C’è da dire, tuttavia, che la legge sul biologico da poco approvata, si rivela di grande importanza, cruciale e strategica. “I cambiamenti previsti dalla nuova normativa comunitaria nel sistema dei controlli sono, infatti, finalizzati ad accrescere la fiducia del consumatore nei prodotti biologici – sottolineano dall’ICQRF – considerata l’importanza strategica riconosciuta all’agricoltura biologica per il raggiungimento degli obiettivi di sostenibilità di tutto il settore agricolo”.

Le maggiori novità riguardano norme più stringenti e puntuali in fase di controllo relativamente all’importazione di prodotti biologici da Paesi terzi. “Nello specifico occorre ricordare che l’implementazione del sistema informativo TRACES – su cui transitano tutte le informazioni e la documentazione relativa al flusso di merci in arrivo, agli importatori ed esportatori nonché ai loro organismi di certificazione – rende tutti i passaggi più trasparenti. Inoltre, tutte le importazioni, dal 2026, dovranno avvenire secondo il criterio della conformità al sistema di produzione biologico dell’UE”, chiariscono dall’Ispettorato.
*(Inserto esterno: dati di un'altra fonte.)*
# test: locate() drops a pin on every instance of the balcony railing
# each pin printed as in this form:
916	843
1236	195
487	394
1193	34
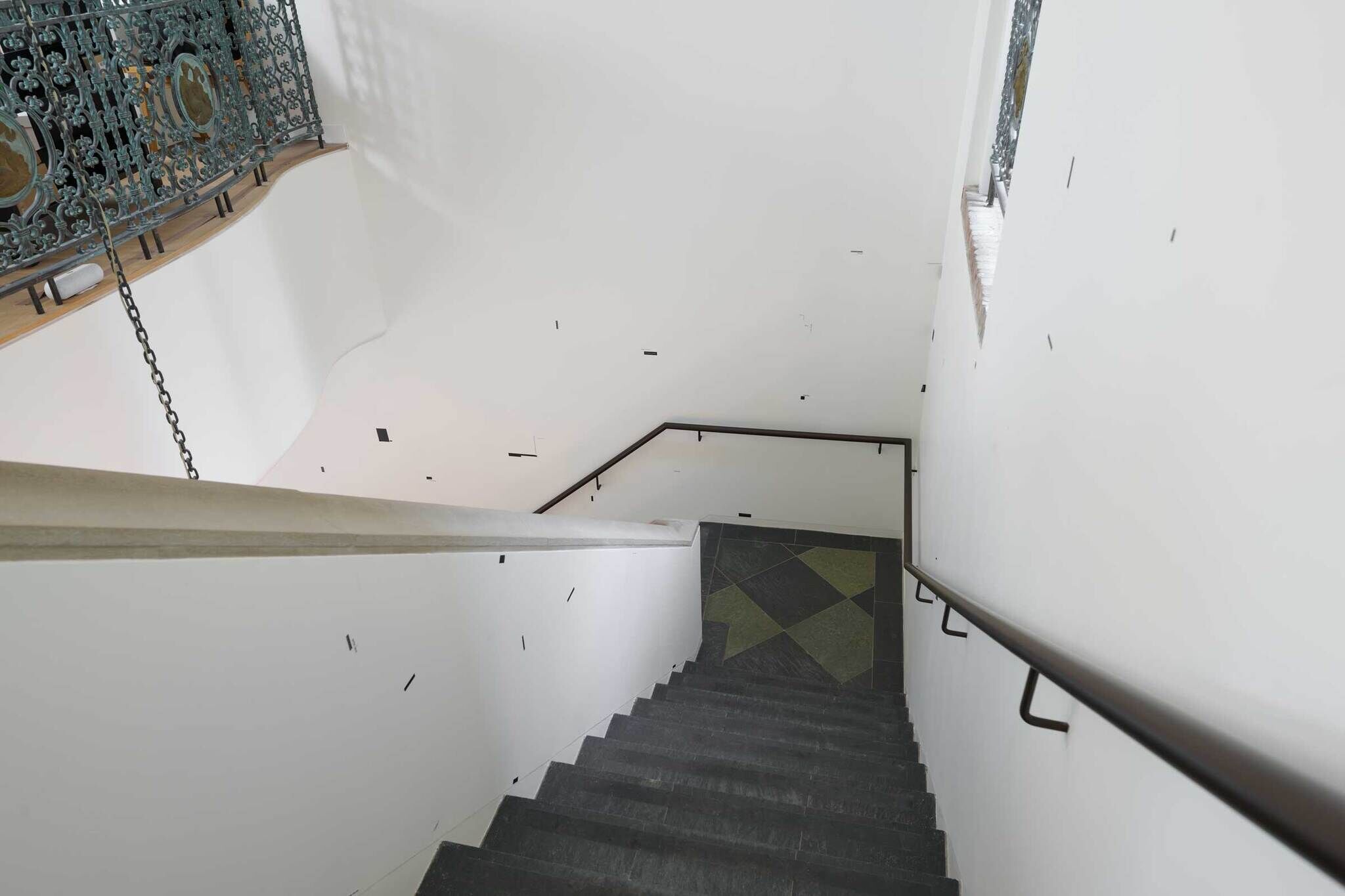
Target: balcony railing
160	104
1023	38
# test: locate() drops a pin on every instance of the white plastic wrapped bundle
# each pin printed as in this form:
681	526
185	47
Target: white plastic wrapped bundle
76	280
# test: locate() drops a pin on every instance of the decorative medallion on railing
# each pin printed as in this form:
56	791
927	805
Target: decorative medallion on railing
1023	38
170	102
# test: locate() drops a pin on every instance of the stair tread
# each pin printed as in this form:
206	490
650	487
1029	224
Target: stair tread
824	700
645	852
741	706
785	733
794	684
879	773
467	871
806	793
749	822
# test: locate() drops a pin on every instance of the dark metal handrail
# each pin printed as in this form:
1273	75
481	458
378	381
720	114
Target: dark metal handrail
741	430
1300	812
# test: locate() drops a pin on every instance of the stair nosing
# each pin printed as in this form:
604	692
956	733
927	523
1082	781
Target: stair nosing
782	695
884	767
837	786
887	698
642	706
743	704
763	856
937	836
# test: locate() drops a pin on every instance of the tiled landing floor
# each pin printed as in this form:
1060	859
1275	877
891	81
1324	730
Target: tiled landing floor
797	602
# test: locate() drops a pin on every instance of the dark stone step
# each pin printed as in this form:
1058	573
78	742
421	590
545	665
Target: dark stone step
698	815
839	702
463	871
795	684
783	853
790	733
648	855
875	773
738	706
806	793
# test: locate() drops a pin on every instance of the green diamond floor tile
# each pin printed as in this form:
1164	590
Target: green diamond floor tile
850	572
839	639
749	625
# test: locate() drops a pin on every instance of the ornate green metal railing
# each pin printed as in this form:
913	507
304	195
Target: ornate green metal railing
1023	38
165	102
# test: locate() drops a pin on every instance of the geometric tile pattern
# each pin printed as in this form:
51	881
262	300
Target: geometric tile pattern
849	571
839	639
748	624
799	602
791	591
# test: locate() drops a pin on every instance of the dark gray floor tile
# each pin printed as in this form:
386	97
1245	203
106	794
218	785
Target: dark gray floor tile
865	601
791	593
834	540
862	681
718	582
887	631
739	561
709	539
759	534
887	676
887	578
713	637
780	656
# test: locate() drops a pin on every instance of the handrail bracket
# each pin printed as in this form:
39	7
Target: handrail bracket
1029	688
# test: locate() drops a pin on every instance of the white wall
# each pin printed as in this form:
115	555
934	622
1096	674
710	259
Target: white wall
245	327
1157	488
201	727
685	178
827	485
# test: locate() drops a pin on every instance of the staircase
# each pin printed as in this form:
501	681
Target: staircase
722	782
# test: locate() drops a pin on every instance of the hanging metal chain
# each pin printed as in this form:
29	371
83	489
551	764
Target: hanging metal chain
109	246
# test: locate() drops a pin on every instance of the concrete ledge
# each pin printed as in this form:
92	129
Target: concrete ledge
66	513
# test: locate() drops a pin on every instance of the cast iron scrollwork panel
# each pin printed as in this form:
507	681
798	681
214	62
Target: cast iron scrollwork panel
1023	38
165	101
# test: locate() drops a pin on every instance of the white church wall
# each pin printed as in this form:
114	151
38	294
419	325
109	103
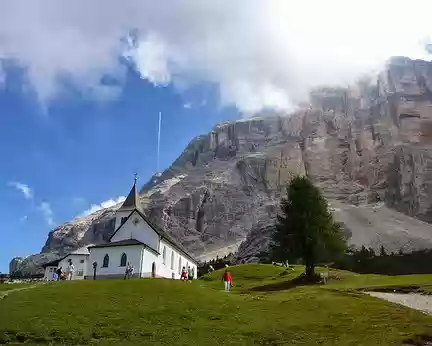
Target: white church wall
49	273
134	257
80	265
140	231
149	257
La legge, poi, al contempo, semplifica e snellisce i controlli per i piccoli agricoltori che possono adesso usufruire della certificazione di gruppo per ridurre gli oneri amministrativi. Così come, in base all’analisi del rischio secondo il Regolamento UE 625/2017, la percentuale dei controlli può essere ridotta in assenza di non conformità a carico dell’operatore negli ultimi tre anni o, più in generale, se viene ritenuto basso il rischio di non conformità. Infine, da gennaio 2022, Ministro e ICQRF hanno già attivato il nuovo sistema di regole di controllo all’importazione, in linea con la normativa unionale, attraverso la collaborazione dell’Agenzia delle Dogane e grazie ad una intensificazione delle attività analitiche dei laboratori e degli uffici periferici (vedi news).